ScrapeGPT is a web scraper builder that uses GPT-4 to automatically generate Python scripts for scraping websites based on user input. The app is built using Streamlit and allows users to input a URL and describe the data they want to scrape. The app then:
- Uses GPT-3.5 to iterate through the HTML to find the relevant information
- Summarizes its learnings
- Writes a web scraper
- Self-heals to debug itself
scrapegpt.mp4
- Clone the repository:
git clone https://github.com/davidhershey/ScrapeGPT
- Change to the project directory:
cd ScrapeGPT
- Install the required dependencies:
pip install -r requirements.txt
- Set the
OPENAI_API_KEY
environment variable to your OpenAI API key. You can also use a.env
file, which should look like this:
OPENAI_API_KEY="YOUR_KEY"
- [optionally set up Promptlayer] Set the
PROMPTLAYER_API_KEY
environment variable to your PROMPTLAYER_API_KEY API key. You can also use a.env
file, which should look like this:
PROMPTLAYER_API_KEY="YOUR_KEY"
- Run the Streamlit app:
streamlit run app.py
- Open the app in your browser using the URL provided in the terminal.
- Enter a sample URL in the "Sample URL" field.
- Describe the data you want to scrape in the "Describe what you want to scrape from this page" field.
- Click the "Get Started!" button to generate a function name for your scraper.

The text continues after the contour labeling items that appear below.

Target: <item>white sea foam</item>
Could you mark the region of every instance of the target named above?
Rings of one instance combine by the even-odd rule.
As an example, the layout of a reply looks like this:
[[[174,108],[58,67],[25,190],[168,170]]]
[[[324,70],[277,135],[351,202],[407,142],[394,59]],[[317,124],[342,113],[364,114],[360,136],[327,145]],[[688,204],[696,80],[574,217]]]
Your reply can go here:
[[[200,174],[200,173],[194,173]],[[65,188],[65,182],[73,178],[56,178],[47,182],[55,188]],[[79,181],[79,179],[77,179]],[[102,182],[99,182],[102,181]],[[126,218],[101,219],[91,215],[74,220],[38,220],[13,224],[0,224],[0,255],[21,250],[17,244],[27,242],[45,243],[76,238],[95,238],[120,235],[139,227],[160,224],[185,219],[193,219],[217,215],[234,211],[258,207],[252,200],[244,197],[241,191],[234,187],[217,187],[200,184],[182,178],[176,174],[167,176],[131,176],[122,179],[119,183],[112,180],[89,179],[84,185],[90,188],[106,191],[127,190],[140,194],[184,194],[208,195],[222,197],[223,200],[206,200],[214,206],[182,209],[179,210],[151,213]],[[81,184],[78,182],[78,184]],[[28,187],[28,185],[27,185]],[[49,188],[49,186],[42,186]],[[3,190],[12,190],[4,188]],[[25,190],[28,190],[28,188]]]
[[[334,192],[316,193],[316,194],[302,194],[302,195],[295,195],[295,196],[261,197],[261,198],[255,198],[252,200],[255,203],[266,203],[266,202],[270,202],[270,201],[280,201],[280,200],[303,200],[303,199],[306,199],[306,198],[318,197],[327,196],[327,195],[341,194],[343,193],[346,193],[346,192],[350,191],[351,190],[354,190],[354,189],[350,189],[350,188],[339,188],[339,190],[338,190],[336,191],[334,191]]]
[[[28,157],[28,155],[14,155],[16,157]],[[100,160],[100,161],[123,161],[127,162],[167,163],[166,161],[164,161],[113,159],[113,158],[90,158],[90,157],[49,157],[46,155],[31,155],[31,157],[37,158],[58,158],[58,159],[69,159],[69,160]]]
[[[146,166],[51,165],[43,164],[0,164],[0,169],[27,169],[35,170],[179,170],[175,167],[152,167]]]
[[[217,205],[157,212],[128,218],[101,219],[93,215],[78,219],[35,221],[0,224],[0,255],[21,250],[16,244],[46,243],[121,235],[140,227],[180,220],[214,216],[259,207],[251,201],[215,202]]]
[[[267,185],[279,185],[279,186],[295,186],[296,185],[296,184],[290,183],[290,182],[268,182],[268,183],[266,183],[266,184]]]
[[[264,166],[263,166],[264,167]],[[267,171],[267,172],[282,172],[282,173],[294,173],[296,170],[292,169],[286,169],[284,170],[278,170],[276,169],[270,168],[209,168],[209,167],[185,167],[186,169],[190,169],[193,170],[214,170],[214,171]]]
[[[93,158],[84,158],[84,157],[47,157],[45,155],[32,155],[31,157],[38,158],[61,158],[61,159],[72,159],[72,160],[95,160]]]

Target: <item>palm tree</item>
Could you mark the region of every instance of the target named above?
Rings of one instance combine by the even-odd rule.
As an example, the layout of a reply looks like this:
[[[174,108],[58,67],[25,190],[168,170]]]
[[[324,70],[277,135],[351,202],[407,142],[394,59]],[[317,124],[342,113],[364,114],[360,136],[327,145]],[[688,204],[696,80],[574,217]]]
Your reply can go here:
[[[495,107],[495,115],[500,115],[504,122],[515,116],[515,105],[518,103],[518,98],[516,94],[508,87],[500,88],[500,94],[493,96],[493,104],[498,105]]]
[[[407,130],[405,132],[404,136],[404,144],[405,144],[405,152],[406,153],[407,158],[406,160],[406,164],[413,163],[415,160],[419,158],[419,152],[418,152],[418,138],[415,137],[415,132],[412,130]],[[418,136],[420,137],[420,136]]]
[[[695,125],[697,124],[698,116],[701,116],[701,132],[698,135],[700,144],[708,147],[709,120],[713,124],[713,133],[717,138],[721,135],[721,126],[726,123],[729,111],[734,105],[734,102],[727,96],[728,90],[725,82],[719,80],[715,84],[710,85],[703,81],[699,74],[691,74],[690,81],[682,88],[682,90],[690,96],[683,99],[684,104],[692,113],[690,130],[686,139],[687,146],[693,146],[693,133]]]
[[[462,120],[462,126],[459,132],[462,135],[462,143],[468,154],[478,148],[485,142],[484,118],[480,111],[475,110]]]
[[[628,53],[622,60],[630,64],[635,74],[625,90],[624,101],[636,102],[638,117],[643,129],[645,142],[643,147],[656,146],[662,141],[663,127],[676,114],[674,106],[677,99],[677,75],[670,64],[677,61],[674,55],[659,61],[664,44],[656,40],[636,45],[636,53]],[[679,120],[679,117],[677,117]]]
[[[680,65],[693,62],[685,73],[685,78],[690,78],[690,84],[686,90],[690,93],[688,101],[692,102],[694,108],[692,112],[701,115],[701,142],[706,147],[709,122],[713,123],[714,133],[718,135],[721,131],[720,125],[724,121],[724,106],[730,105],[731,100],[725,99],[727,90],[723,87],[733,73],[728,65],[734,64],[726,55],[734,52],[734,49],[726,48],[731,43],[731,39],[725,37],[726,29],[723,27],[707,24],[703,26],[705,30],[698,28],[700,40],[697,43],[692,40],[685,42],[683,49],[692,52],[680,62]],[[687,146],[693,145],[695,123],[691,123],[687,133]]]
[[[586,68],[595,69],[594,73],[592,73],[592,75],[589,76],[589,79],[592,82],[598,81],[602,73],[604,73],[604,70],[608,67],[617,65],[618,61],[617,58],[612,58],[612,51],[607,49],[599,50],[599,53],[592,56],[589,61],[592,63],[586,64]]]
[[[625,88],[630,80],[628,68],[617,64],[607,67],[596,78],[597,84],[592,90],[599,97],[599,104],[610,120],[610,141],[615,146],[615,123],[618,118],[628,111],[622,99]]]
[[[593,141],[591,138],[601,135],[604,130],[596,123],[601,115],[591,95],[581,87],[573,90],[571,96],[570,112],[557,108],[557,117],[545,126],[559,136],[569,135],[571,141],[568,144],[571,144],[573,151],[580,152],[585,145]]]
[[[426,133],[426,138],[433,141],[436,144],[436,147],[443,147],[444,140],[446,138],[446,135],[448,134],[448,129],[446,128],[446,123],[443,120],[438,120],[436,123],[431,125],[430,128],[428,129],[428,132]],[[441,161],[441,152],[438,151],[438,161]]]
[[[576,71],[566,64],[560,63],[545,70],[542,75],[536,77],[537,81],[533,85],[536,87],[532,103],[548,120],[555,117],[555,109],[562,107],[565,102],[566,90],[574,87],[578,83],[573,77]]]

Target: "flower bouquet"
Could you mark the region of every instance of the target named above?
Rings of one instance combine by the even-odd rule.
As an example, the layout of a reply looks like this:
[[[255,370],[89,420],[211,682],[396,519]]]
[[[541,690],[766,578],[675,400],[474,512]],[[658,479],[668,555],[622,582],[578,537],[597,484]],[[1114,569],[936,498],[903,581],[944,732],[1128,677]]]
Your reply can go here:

- Optionally, edit the function name in the "Name of the function to generate" field.
- Click the "Build a scraper!" button to generate the scraper code.
- Edit the generated code if necessary.
- Use the "Automatic Debugger" section to iteratively debug the code. You can choose how many debugging rounds the model should do, and which model should be used.
- Once the code is working, the final scraper code will be displayed in the "Final Code" section.
There are a few examples of successful runs in the successes folder
- All of the web scrapers have a dependency on code that is used to annotate and simplify the HTML. That code is in
simplify.py
, and needs to be available to your scraper code. (The simplification is used to reduce the number of tokens sent to GPT-4). - Right now can write scrapers for a single page
- Generate unit tests by looking at the simplified dom which should provide better auto-debugging
- I relied heavily on TaxyAI's browser-extension for the HTML simplification logic. I translated their logic from typescript to Python using GPT-4 to save some time :)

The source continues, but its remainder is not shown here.